Thursday, December 04, 2008

To The Moon With Saturn

No! No! My car! Am I going to be driving the Edsel of the 21st Century? Make them stop!:
General Motors Corp. launched its Saturn division in 1985 as a "different kind of car company," one given the task to sell cars in a new way and compete with Japanese juggernauts like Honda and Toyota.

The idea, simply, was to make money on the small, economical vehicles that had always been losers for the Detroit giant.

Now GM may be abandoning the brand altogether.

The sweeping restructuring plan GM released this week in hopes of squeezing $18 billion in aid out of Congress includes a pledge to "explore alternatives" for Saturn.

GM officials say options include overhauling the lineup, partnering with another carmaker, selling the brand and, potentially, sending Saturn off to the junkyard.
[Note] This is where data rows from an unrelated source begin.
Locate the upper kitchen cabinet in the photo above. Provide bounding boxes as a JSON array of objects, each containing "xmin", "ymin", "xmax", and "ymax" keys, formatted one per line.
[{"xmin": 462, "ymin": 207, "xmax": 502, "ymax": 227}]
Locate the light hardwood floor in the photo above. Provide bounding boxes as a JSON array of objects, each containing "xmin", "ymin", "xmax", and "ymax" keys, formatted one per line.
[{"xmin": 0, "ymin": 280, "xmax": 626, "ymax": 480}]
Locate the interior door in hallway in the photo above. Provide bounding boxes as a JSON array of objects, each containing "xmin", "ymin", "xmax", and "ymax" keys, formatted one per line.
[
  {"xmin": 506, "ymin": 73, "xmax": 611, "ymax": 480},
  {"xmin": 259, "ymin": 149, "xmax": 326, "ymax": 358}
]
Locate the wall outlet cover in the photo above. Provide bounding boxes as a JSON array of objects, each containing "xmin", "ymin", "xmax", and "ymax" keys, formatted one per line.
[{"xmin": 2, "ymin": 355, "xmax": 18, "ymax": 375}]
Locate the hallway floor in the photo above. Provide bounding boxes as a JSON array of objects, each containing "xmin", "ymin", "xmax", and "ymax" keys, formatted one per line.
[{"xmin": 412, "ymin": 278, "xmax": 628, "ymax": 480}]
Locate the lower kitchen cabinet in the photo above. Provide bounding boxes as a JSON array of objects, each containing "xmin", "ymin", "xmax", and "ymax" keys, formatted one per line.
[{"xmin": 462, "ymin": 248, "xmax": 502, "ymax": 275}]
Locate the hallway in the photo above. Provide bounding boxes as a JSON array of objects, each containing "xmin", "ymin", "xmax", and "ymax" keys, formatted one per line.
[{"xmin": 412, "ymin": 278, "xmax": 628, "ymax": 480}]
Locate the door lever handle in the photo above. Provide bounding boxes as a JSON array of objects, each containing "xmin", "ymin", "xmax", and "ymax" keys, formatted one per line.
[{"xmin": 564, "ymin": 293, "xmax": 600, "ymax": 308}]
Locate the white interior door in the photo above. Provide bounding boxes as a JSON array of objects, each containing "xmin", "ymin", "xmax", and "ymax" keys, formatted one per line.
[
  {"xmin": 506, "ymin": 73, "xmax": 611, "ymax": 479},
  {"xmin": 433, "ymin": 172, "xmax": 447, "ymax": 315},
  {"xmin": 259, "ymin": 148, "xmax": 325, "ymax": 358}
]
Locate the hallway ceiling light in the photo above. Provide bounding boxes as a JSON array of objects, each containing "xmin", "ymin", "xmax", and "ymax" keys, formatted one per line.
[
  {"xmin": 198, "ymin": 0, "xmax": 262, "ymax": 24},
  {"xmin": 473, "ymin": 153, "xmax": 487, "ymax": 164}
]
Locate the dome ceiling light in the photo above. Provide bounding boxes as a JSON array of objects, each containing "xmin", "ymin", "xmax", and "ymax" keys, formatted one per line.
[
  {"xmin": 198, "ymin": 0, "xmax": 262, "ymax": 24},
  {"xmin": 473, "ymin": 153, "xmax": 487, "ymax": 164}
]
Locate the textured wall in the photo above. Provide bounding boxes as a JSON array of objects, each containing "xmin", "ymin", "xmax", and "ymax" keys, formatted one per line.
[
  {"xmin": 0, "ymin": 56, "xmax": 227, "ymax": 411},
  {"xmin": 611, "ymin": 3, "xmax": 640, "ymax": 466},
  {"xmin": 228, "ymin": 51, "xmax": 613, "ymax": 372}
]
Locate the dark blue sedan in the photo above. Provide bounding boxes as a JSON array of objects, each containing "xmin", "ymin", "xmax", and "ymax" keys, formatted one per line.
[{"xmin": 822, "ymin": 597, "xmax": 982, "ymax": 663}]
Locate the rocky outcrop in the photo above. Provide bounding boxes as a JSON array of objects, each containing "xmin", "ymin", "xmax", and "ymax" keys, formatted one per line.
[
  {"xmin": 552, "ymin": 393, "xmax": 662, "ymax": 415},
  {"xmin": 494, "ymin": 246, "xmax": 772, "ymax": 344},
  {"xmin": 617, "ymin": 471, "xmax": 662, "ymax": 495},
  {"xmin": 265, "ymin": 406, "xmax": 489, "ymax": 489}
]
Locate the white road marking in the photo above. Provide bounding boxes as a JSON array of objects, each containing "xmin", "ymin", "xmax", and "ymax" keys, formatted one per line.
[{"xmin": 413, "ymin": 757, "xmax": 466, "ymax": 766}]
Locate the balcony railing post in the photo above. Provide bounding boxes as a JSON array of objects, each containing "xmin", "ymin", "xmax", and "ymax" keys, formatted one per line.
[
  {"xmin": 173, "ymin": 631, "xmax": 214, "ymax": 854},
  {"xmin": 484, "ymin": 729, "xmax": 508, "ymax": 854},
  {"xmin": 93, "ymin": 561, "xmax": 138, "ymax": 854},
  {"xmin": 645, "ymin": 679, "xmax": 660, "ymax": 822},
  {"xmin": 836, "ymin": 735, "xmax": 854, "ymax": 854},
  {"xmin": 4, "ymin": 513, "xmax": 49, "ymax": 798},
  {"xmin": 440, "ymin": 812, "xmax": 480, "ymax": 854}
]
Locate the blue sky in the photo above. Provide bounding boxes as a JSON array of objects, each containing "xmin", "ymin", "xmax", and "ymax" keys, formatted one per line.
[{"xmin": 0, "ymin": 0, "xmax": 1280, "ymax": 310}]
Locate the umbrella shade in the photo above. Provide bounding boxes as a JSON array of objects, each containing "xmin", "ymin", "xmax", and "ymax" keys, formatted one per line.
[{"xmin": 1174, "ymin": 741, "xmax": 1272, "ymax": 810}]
GM's Swedish luxury brand Saab might also be sold, and Pontiac could be transformed into a "niche" brand inside other dealerships.

But the decision to consider pulling the plug on Saturn, the agile little start-up that GM developed to reinvent the way it produced and sold cars, is a bitter reminder of just how deep the automaker's troubles run.

Saturn, after all, was created to do almost everything that GM, industry experts and many members of Congress say a modern car company has to do to survive in today's market: Make a limited range of small, fuel-efficient cars, then sell them through a small network of dealers for a profit.

There was just one hitch: GM says Saturn never made a profit.

At its plant in Spring Hill, Tenn., Saturn made simple, unfussy cars designed to appeal to penny-wise drivers. But the price point of the vehicles -- in recent years as low as $12,000 on some models -- was far too low to cover the cost of producing and marketing them, analysts say.

In response, the company raised prices substantially, to an average of about $17,000 two years ago and about $24,000 today. To accomplish that, however, the company had to stock the lineup with larger, fancier vehicles like the hulking Outlook sport utility vehicle.

The Outlook, which seats eight, starts at $31,000 and seemingly has nothing in common with the no-fuss economy sedans like the S-Series, which debuted in 1991 with a sticker price of $7,995.

"To broadly stereotype, Saturn buyers are single women teachers," said Eric Noble, president of Car Lab, an industry consulting firm in Orange. "They don't need an eight-person SUV."

So far this year, Saturn sales are down 21% from 2007 levels, compared with a 16% drop for the auto industry as a whole.